We reach chapter 24 of Genesis and there we find another tremendous portrayal of the fundamental spiritual truth revealed in the New Testament.
Abraham commissions his most trusted servant and steward, to go back to the land of Abraham’s youth to find a wife for his son, Isaac. [You will remember that this was the son who was to be slain as a sacrifice on mount Moriah, but was spared by God’s provision of an animal – the amazing picture considered last time about the sacrifice of Christ on the Cross at God the Father’s behest]. The servant finds Rebekah, returns with her, and she marries Isaac, becoming the mother of the people of Israel.
The story has a remarkable parallel with the spiritual facts of the Christian life. God the Father sends out the Holy Spirit to find a bride for the Son, Jesus Christ.
Rebekah represents God’s chosen people, the church. So let us just notice one or two key truths which the story teaches us about God and the church.
Firstly, the initiative is with God. The Holy Spirit approaches the person to be called to Christ, and the Holy Spirit does so in strict accordance with the plan and purpose of God the Father. The choosing and the timing are in God’s hands, not ours !
Secondly, when the Holy Spirit finds God’s chosen and they accept their destiny, the Holy Spirit endows that person with gifts from God. Those gifts are of course very precious and they are to be used for God’s plan and purpose.

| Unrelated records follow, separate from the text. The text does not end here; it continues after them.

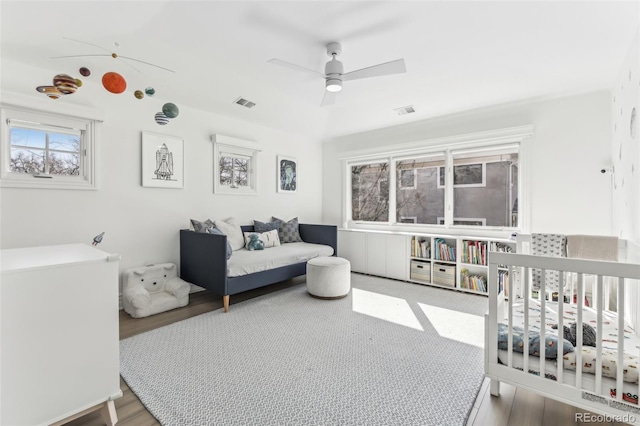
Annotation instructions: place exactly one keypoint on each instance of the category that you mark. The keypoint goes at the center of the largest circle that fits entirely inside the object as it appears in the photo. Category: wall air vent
(405, 110)
(244, 102)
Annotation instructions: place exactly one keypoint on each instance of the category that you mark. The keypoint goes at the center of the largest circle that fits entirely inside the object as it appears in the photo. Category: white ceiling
(459, 55)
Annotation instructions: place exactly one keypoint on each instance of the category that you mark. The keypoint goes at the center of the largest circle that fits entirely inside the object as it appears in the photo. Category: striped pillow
(270, 238)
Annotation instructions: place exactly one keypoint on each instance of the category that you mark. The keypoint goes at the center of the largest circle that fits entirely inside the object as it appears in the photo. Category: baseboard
(633, 252)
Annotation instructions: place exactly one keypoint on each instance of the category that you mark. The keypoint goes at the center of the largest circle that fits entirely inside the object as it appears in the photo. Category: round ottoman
(328, 277)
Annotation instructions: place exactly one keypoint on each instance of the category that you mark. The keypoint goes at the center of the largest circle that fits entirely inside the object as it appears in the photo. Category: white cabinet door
(59, 332)
(396, 256)
(376, 254)
(352, 246)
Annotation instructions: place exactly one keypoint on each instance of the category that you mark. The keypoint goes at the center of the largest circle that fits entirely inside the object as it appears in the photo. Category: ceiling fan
(334, 73)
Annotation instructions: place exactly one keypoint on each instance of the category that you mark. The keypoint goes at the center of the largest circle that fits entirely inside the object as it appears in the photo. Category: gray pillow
(261, 227)
(201, 226)
(288, 231)
(214, 230)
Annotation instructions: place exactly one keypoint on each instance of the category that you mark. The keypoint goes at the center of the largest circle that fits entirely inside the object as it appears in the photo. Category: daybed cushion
(216, 231)
(245, 262)
(265, 227)
(199, 226)
(232, 230)
(288, 231)
(269, 239)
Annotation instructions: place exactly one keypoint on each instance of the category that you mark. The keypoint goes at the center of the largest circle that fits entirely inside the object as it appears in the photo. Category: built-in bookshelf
(457, 262)
(438, 260)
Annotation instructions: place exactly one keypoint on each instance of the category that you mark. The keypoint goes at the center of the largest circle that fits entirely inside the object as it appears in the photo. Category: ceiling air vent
(244, 102)
(405, 110)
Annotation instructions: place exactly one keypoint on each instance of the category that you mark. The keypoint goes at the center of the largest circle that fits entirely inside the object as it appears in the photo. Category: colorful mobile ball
(161, 119)
(51, 91)
(65, 84)
(170, 110)
(114, 82)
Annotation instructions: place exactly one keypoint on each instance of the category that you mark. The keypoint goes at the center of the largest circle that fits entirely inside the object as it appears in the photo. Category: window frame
(515, 137)
(464, 185)
(38, 120)
(415, 178)
(227, 146)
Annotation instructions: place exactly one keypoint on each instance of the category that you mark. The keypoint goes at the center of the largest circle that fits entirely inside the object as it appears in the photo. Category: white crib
(592, 392)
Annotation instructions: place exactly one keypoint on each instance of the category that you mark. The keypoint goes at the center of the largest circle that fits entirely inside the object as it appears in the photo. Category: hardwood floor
(514, 407)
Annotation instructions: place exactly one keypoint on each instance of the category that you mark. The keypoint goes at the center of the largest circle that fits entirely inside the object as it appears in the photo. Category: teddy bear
(151, 289)
(255, 243)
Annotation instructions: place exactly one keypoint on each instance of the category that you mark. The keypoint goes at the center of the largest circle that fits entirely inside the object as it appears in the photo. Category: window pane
(419, 198)
(485, 188)
(63, 163)
(28, 138)
(370, 192)
(26, 161)
(241, 179)
(63, 142)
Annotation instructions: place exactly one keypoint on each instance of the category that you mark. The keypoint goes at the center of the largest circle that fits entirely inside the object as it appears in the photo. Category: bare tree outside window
(41, 152)
(417, 193)
(370, 192)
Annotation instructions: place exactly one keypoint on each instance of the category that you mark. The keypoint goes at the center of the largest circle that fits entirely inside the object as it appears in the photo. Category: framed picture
(162, 161)
(287, 174)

Thirdly it is by God’s Holy Spirit that we are led to God the Son to be with him forever. It is not by our own clever ideas or religious practices; nor by our own human effort trying to bring about our own human agenda. No, it is God’s agenda and God’s timing, and God’s enabling. Everything – yes everything – depends upon God, and not us.

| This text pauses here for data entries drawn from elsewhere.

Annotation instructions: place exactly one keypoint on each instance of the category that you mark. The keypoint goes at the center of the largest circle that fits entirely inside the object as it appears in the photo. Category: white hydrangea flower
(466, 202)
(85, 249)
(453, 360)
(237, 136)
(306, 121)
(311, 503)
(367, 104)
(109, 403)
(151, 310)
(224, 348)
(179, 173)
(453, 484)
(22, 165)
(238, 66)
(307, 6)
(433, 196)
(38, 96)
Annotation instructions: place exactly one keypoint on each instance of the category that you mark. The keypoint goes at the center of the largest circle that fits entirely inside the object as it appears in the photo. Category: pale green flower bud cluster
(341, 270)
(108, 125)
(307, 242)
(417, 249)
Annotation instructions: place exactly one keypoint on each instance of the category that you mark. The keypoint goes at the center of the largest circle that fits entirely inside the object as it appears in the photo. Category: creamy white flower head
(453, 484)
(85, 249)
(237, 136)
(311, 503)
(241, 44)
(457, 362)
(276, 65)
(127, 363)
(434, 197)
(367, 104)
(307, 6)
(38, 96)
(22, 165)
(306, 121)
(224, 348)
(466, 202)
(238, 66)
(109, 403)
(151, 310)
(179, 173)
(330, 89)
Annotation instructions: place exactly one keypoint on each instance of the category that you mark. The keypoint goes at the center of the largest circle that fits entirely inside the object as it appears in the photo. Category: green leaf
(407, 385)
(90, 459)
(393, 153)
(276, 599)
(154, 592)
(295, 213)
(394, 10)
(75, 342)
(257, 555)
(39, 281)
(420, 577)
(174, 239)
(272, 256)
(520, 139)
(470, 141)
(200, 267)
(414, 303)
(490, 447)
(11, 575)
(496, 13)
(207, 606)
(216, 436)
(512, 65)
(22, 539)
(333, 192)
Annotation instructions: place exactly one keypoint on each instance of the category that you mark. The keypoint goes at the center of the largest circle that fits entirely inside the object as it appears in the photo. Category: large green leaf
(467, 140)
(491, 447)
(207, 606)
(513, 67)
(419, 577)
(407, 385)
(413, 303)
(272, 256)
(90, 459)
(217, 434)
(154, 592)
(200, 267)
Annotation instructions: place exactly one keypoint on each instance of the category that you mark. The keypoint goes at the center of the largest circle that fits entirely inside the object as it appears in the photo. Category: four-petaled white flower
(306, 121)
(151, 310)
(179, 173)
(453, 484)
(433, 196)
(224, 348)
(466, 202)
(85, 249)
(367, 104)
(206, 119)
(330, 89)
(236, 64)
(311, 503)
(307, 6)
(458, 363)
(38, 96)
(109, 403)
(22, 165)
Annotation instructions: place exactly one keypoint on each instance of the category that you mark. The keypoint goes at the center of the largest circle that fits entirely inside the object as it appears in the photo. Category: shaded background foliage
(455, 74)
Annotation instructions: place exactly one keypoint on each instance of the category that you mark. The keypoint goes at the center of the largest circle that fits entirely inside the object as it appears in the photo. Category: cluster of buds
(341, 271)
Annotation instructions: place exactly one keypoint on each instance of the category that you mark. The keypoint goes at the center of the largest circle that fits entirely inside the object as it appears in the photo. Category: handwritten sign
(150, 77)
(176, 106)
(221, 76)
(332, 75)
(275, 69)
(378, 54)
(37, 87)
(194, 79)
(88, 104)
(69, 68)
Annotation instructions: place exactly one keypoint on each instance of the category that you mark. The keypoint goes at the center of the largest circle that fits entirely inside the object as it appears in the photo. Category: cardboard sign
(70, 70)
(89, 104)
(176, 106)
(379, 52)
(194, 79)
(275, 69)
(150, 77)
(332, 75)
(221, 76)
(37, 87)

Fourthly, let’s observe that Abraham’s servant always acts with respect and grace. He does not force the issue either with Rebekah or with her family. He explains the situation and the outcome desired, and he leaves the decision to allow Rebekah to return with him both to Rebekah and to her family.
God’s Spirit is gracious and respectful. Anyone who claims to be acting for God yet displays any form of violence or disrespect is a liar and an imposter !

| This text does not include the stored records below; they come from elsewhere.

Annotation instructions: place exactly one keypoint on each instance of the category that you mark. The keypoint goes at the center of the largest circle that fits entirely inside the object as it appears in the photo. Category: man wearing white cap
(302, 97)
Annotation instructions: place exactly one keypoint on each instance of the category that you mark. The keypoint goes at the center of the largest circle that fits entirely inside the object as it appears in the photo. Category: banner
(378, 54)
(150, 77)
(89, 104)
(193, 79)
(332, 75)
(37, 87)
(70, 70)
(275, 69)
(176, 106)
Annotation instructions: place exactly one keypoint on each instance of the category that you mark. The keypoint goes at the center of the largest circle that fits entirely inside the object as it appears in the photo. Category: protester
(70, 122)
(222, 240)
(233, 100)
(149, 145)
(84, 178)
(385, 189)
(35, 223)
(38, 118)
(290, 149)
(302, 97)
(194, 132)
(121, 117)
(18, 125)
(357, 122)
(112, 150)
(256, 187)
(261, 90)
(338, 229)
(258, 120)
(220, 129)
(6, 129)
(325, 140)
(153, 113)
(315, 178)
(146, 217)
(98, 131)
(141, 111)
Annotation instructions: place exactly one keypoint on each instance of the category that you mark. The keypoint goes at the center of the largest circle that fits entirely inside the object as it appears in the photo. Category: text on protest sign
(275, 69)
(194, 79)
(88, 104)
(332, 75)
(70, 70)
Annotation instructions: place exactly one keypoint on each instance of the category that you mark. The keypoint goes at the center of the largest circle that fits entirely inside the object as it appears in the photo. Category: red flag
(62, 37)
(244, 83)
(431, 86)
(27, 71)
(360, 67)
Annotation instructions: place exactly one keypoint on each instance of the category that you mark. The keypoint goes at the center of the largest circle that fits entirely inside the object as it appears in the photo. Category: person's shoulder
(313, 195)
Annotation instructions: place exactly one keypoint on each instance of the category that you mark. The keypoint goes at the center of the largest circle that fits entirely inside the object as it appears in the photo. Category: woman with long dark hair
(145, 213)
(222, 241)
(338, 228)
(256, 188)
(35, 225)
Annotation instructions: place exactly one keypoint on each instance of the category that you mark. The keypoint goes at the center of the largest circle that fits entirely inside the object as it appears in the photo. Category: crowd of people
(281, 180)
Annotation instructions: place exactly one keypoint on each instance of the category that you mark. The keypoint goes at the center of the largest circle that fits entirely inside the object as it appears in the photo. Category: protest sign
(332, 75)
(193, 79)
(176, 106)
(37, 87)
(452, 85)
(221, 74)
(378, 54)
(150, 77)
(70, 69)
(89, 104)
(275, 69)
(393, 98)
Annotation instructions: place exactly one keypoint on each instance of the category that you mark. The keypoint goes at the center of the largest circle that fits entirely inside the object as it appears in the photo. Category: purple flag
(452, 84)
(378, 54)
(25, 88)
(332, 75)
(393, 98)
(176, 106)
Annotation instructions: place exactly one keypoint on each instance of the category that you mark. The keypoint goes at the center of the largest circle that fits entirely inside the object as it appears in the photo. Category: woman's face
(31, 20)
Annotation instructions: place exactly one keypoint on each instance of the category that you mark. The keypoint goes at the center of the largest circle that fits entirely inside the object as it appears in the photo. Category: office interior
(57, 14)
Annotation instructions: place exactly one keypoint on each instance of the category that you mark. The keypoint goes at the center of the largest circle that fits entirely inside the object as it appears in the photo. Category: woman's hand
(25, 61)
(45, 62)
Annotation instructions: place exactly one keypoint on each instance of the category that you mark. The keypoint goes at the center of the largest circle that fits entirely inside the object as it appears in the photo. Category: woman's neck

These are critical comments from the story in chapter 24 of Genesis regarding God, and especially the ministry of the Holy Spirit. But what about Rebekah, here portraying the qualities required in the church, and in the individual believer ?
Firstly, Rebekah serves, not counting the cost. She offers to water the camels also. That would have involved considerable work and time: imagine hauling the water from the well sufficient to satisfy a camel train ! A willing servant; a woman deeply respectful of her people’s customs of hospitality.
Secondly, she is willing to go. She is willing to leave all that she knows, all that is familiar to her, and go to a life which she knows nothing about, to give her life to a man she has never met before. She is prepared to leave her comfort zone and strike out on the spiritual adventure, trusting that all with be well. She left, believing that her new husband would provide all.
So too must the individual believer and the church. Once having surrendered to God’s call on our lives, we must be prepared to forsake all, trusting him. Primarily that will mean leaving our spiritual home in the places of darkness which live by the values of this world. We embark on a new life with new aims and new values. That life may or may not require a physical change of location. But it will certainly involve a change of spiritual citizenship – leaving the domain of darkness to live instead in the Kingdom of God.
PS please note the call is to be, with and to follow, Christ. It is not for the church to become just another organisation in this world with wealth, positions, titles and political machinations. While formal organisation may have its legitimate place, it is never to become the purpose.